Setelah diambil sampel virusnya, ada beberapa muatan virus yang tidak sama dengan COVID-19 yang diketahui saat ini berjenis D614G.

"Virus D614G ini merupakan mutasi dari satu struktur Coronavirus yang memang tidak terlalu ganas, namun memiliki sifat mudah menempel pada inangnya, sehingga orang lebih mudah terjangkit virus ini dan menunjukkan gejala yang sama dengan Corona," katanya.

Walau tidak seganas COVID-19, kata Harisson, masyarakat harus meningkatkan kewaspadaan. Sifat virus yang mudah menular ini sangat berbahaya bagi masyarakat yang memiliki penyakit bawaan (komorbid).
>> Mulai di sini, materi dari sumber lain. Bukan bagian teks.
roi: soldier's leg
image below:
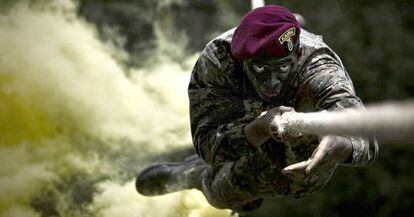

"Jika ada masyarakat yang memiliki komorbid, maka orang itu akan mudah tertular dan dikhawatirkan akan membuat orang yang dirawat di rumah sakit menjadi meningkat kemudian yang komorbid juga banyak yang meninggal," urainya.

Untuk mengantisipasi virus D614G ini, Dinkes Kalbar akan memperketat masuknya orang luar ke Kalbar. Salah satunya dengan menerapkan surat edaran Gubernur Kalbar terkait aturan libur Natal dan tahun baru.

"Kita memang harus ekstra-hati-hati untuk menjaga daerah kita agar tidak dimasuki oleh orang-orang yang memiliki kasus konfirmasi COVID-19," kata Harisson.

"Jika ada yang akan ke Kalbar, mereka harus menunjukkan hasil negatif dari tes PCR di bandara asal kalau nanti maskapai penerbangan masih mengangkut penumpang yang tidak menunjukkan suratnya, maka mereka akan kami denda sesuai dengan peraturan gubernur yang baru beredar," imbuhnya.